By The Winding River II by Tu Fu

Everywhere petals are flying
And Spring is fading. Ten thousand
Atoms of sorrow whirl away
In the wind. I will watch the last
Flowers as they fade, and ease
The pain in my heart with wine.
Two kingfishers mate and nest in
The ruined river pavilion.
Stone unicorns, male and female,
Guard the great tomb near the park.
After the laws of their being,
All creatures pursue happiness.
Why have I let an official
Career swerve me from my goals?

translated by Kenneth Rexroth

11 thoughts on “By The Winding River II by Tu Fu

    • It’s from Rexroth’s One Hundred Poems From The Chinese, which I bought in 1967, along with One Hundred Poems From The Japanese in SBX (Student Book Exchange) in Bowling Green. The first 2 books that introduced me to Asian poetry. And they have been with me in every house/apartment/hovel I lived in every since.

  1. don’t know when this was written, but it’s timeless. I see the careful punctuation in this, and wonder what your thoughts are about punctuation in poetry. I’ve been a bit inclined to ignore it, and I’m starting to think that’s not good?

    • This was written in the 8th Century. As for the use of punctuation, that’s really up to the individual writer and the individual poem. Sometimes I feel a need to insert it and other times, depending on line breaks, it isn’t necessary or can even get in the way. I think I usually try to follow the old axiom: content determines form. So if it is necessary for understanding the content of the piece, then I use it. But if not, then I don’t. And that seems to work for me.
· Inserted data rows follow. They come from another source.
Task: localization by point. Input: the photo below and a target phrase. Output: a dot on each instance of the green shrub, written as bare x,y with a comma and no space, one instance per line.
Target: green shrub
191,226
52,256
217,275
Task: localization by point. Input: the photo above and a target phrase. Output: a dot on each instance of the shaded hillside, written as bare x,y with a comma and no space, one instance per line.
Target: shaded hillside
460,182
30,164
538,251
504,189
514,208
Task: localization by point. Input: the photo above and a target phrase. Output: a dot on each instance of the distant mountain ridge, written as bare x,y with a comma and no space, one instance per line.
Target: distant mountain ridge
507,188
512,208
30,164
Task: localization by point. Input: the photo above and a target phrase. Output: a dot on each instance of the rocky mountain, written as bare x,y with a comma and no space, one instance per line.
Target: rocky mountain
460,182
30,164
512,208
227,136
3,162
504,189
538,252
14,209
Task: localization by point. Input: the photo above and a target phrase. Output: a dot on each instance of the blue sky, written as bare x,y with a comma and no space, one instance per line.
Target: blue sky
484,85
    • A good question. I find work enters into my prose more often than the poetry. Maybe I need more space to deal with that topic. Poems are like bricks in a house whereas prose is the house. Maybe work, being such a large part of our lives, needs a room or two of its own in that house. And for some people, it is the whole house, or, at least, one of the houses we might have occupied for a while in our life.